The residual value vs predicted value comparison graphs (Figures 7-11)
showed that Random Forest Regressor had the least deviation from the
actual against predicted for all five algorithms. The results in Table 1 further
confirm that Random Forest Regressor performed the best with the highest
test accuracy of 93.11% and the lowest RMSE value of 3702.34.
Overall, these findings suggest that the Random Forest Regressor algorithm
is a suitable choice for predicting the worth of an automobile based on
attributes such as kilometers traveled, year of registration, fuel type, car
model, fiscal power, car brand, and gear type.
17. • Conclusion
The conclusion is that the study used five different supervised
machine learning models to predict used car prices, and out of all, the
Random Forest model performed the best with the lowest RMSE and
highest R-squared value. However, the dataset used was relatively
small, and gathering more data and including additional features
could improve the accuracy and stability of the model.
18. • References:
[1] Ashish Chandak, Prajwal Ganorkar, Shyam Sharma, Ayushi Bagmar, Soumya
Tiwari, Car Price Prediction Using Machine Learning, International Journal of
Computer Sciences and Engineering, Volume 7, Issue 5, May 2019.

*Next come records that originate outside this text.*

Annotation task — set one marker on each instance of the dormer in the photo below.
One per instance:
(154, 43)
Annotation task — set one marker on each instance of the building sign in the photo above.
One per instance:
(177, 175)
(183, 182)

[2] Durgesh k. Shrivstava, Lekha Bhambhu, “Data Classification Using Support
Vector Machine”, Journal of Theoretical and Applied Information Technology, Sep.
2009.
[3] Pattabiraman Venkatasubbu, Mukkesh Ganesh, “Used Cars Price Prediction
using Supervised Learning Techniques”, International Journal of Engineering and
Advanced Technology (IJEAT), Vol. 9, Issue 1S3, Dec. 2019.
[4] Vrushali Y Kulkarni, Pradeep K Sinha, “Effective Learning and Classification
using Random Forest Algorithm,” International Journal of Engineering and
Innovative Technology (IJEIT), Vol. 3, Issue. 11, May 2014.